The 2019 rice harvest faced many challenges and obstacles. Arkansas farmers were unable to plant 26% of their expected crop — the second highest in the nation — due to adverse weather, either rain or standing water. More than 1.3 million acres of farmland went unplanted this year, over 510,000 of which was rice.
Despite the fact that planting progress was the slowest in 25 years, conditions improved after planting, resulting in average yield and quality.
Although the official state average yield remains to be seen until January, we can likely expect that number to be around 165 bushels per acre. In true Arkansas fashion, farmers were able to salvage a successful harvest.
It’s no secret that the trade war has only added to the severe uncertainty and risk that we as growers accept to put a crop in the ground. Farmers absolutely welcomed the administration’s market facilitation program (MFP), which was designed to account for a portion of the effects caused by the trade war. However, those unplanted acres do not qualify for MFP, so many growers had a significant amount of idle land not eligible for the very program that was intended to provide relief.
Although prevented plant acres didn’t qualify for MFP, farmers who carry crop insurance were able to recognize another avenue of support. Without crop insurance, many farmers would not have been able to continue based on this season’s conditions. Crop insurance is a valuable tool that protects farmers in critical situations like this year’s wet planting season.
Farmers, merchants, and millers invest in the continued development and success of our industry by contributing to the checkoff program each year. Then, the Rice Research and Promotion Board, appointed by the Governor, allocates this money to maximize our return on that investment.
Checkoff dollars fund promotion and research efforts, which in turn support farming successes. Although Arkansas is the top rice producing state in the nation, we have the second lowest checkoff investment in the country.
One tangible result of the checkoff is the Northeast Rice Research and Extension Center (NERREC). The Northeast Rice Research and Extension Center (NERREC) is located in Greenfield in Poinsett County. The 600-acre farm represents the only University of Arkansas Division of Agriculture Experiment Station located in this rice production area of the Arkansas Delta. As such, it will provide rice producers on these unique soils with much needed research-based information.
The NERREC will conduct research on rice production practices that maximize farm income while conserving natural resources. In particular, maximizing water use efficiency will be a priority.
Within the NERREC, the Rice Discovery Experience (RDE) will provide a unique opportunity to educate regional youth on rice production.

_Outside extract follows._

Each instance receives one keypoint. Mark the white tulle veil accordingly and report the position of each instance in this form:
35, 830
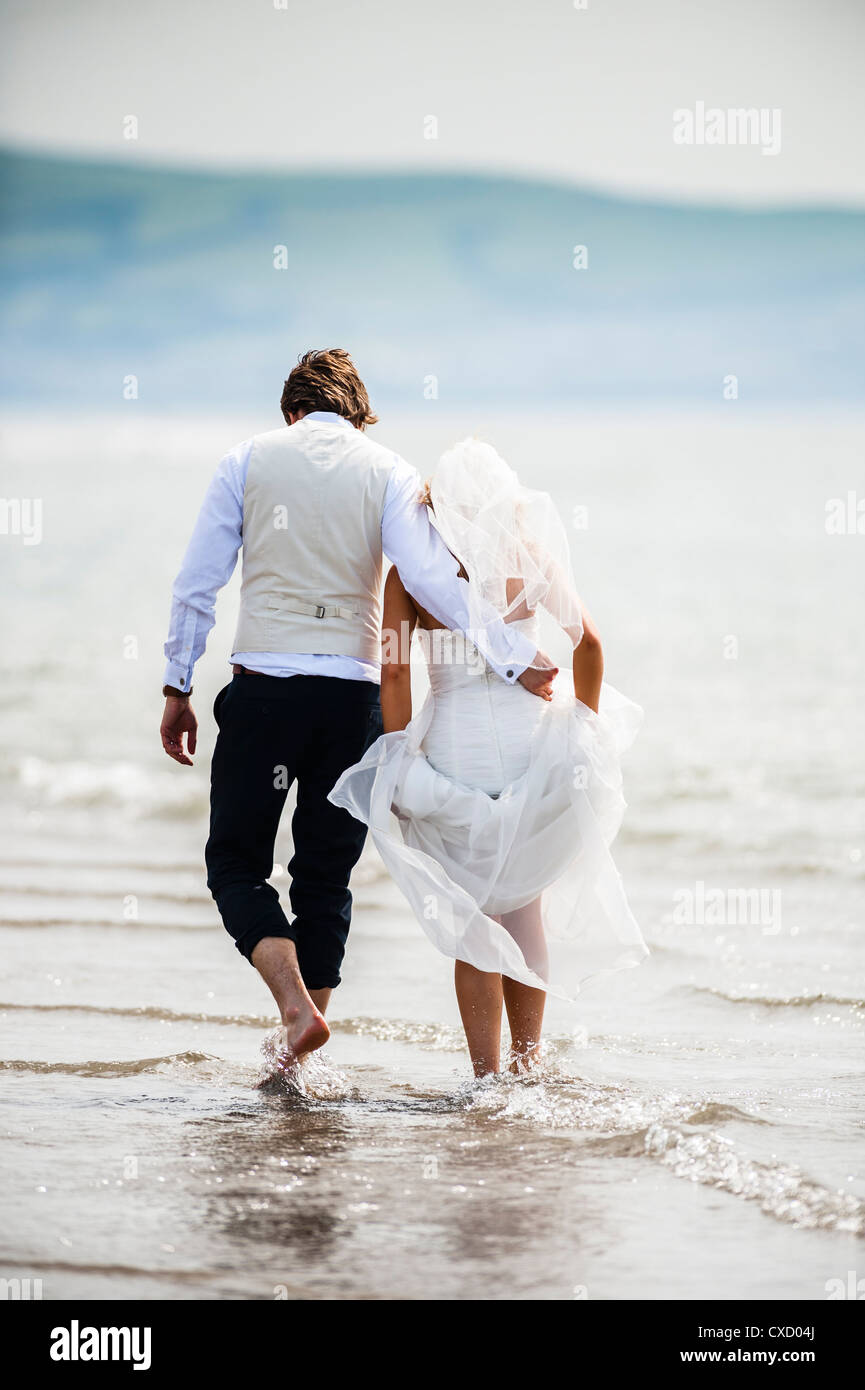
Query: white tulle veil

The RDE provides an Imagination Workspace for grade-school children to complete fun and educational activities associated with rice. The demonstration kitchen will allow these grade-school guests to experience rice from Arkansas and around the world, thus it provides an outstanding opportunity for global awareness with regard to rice production.
The NERREC will also utilize digital technologies to disseminate research-based information in formats that are widely accessible for Arkansans and provide a state-of-the-art meeting space for agricultural-related educational and corporate events. These are just a few examples of the value added to our industry that helps us maintain a competitive advantage, all enabled by the checkoff program.
Like the crops we grow, Arkansas farmers are resilient. The checkoff program is an investment in keeping Arkansas agriculture competitive. Similar to the safety net we are afforded through crop insurance, the checkoff provides a guarantee for our industry that ultimately enhances our viability and benefits every single farmer. Just as we will leave our farmland to future generations, we can also leave the legacy of success.
Editor’s note: Jennifer James farms rice, soybeans and corn in Newport and is the first woman elected to the Riceland Foods Board of directors. The opinions expressed are those of the author.